In the late 1700s in a village east of Trois-Rivieres, Lower Canada, young and high spirited Marie Anne Gaboury, born 1782, with no dowry, no marriage prospects, is despatched by her widowed mother to serve as assistant housekeeper in the priest's home. On her way to what she sees as a lonely secluded life, she encounters sixteen-year-old Jean Baptiste Lajimoniere, eldest son of the area's wealthiest farmer having a swim. She gets a hearty playful splash and arrives at the presbytery, bedraggled and miserable.

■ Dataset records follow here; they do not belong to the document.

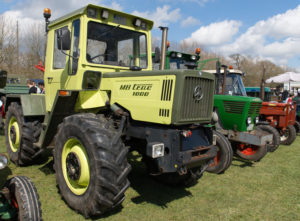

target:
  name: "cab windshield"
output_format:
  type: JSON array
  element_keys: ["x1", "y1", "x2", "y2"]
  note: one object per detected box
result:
[
  {"x1": 86, "y1": 21, "x2": 147, "y2": 68},
  {"x1": 225, "y1": 74, "x2": 247, "y2": 96}
]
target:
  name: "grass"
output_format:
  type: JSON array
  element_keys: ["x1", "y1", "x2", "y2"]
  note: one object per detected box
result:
[{"x1": 0, "y1": 136, "x2": 300, "y2": 221}]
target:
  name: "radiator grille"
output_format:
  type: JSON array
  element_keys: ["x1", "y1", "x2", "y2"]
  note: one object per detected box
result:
[
  {"x1": 223, "y1": 101, "x2": 245, "y2": 114},
  {"x1": 161, "y1": 80, "x2": 173, "y2": 101},
  {"x1": 180, "y1": 77, "x2": 214, "y2": 121},
  {"x1": 249, "y1": 102, "x2": 262, "y2": 115},
  {"x1": 159, "y1": 108, "x2": 170, "y2": 117}
]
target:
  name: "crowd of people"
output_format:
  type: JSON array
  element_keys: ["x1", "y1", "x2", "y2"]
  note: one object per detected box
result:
[{"x1": 27, "y1": 80, "x2": 45, "y2": 94}]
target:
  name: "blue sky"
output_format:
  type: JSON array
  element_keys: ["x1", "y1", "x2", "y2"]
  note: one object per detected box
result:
[{"x1": 0, "y1": 0, "x2": 300, "y2": 72}]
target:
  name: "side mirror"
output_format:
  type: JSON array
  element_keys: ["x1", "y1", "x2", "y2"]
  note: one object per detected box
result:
[
  {"x1": 154, "y1": 47, "x2": 160, "y2": 63},
  {"x1": 0, "y1": 70, "x2": 7, "y2": 88},
  {"x1": 57, "y1": 27, "x2": 71, "y2": 51}
]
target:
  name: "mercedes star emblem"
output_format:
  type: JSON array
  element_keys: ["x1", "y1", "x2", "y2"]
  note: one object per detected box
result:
[{"x1": 193, "y1": 85, "x2": 203, "y2": 101}]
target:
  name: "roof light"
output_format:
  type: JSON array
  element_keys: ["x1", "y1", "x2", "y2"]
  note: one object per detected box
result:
[
  {"x1": 181, "y1": 130, "x2": 192, "y2": 138},
  {"x1": 191, "y1": 55, "x2": 196, "y2": 60},
  {"x1": 133, "y1": 18, "x2": 142, "y2": 27},
  {"x1": 44, "y1": 8, "x2": 51, "y2": 19},
  {"x1": 101, "y1": 9, "x2": 109, "y2": 19},
  {"x1": 59, "y1": 91, "x2": 70, "y2": 96},
  {"x1": 87, "y1": 8, "x2": 97, "y2": 18}
]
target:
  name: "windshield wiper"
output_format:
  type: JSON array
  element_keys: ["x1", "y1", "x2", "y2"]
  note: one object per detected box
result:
[
  {"x1": 130, "y1": 66, "x2": 142, "y2": 71},
  {"x1": 97, "y1": 25, "x2": 120, "y2": 38}
]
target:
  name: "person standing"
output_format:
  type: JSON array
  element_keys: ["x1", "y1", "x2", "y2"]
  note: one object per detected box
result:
[
  {"x1": 38, "y1": 82, "x2": 45, "y2": 94},
  {"x1": 27, "y1": 80, "x2": 37, "y2": 94},
  {"x1": 32, "y1": 81, "x2": 41, "y2": 94}
]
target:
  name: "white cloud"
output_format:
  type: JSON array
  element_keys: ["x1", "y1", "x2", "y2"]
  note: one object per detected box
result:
[
  {"x1": 0, "y1": 0, "x2": 123, "y2": 21},
  {"x1": 254, "y1": 5, "x2": 300, "y2": 38},
  {"x1": 160, "y1": 0, "x2": 215, "y2": 7},
  {"x1": 132, "y1": 5, "x2": 181, "y2": 27},
  {"x1": 220, "y1": 5, "x2": 300, "y2": 64},
  {"x1": 180, "y1": 16, "x2": 200, "y2": 27},
  {"x1": 183, "y1": 20, "x2": 242, "y2": 46},
  {"x1": 180, "y1": 0, "x2": 214, "y2": 7}
]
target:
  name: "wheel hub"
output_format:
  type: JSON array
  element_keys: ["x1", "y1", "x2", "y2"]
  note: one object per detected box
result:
[{"x1": 66, "y1": 152, "x2": 81, "y2": 180}]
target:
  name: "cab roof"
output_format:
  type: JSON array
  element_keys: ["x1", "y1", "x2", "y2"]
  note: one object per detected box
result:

Eleven years later, Jean Baptiste comes home to farm after a few years of adventurous hunting out in what were known as the 'western deserts'. Marie Anne's sister contrives for the two to meet and she is entranced by his tales. They fall in love but two weeks after the wedding, Jean Baptiste decides he must return to the freedom of the west and take his adored bride with him, the first white woman to live as a semi-nomad on the prairies.
The first of her eight children is born in a buffalo hide tent on January the 6th, 1807, the second prematurely on the open plains after a buffalo hunting mishap. A threat on her life, a brief kidnapping of her son, two offers to trade him for a horse, encounters with braves on the warpath, Jean's imprisonment in the midst of the fur wars, Marie Anne faces one crisis after another with courage and fortitude.
The Hivernante shares the fascinating tale of the first white mother of the west and grandmother of the patriot, Louis Riel. Through hair-raising adventures, hope, faith and love of the land, Marie Anne and Jean Baptiste realize their dreams.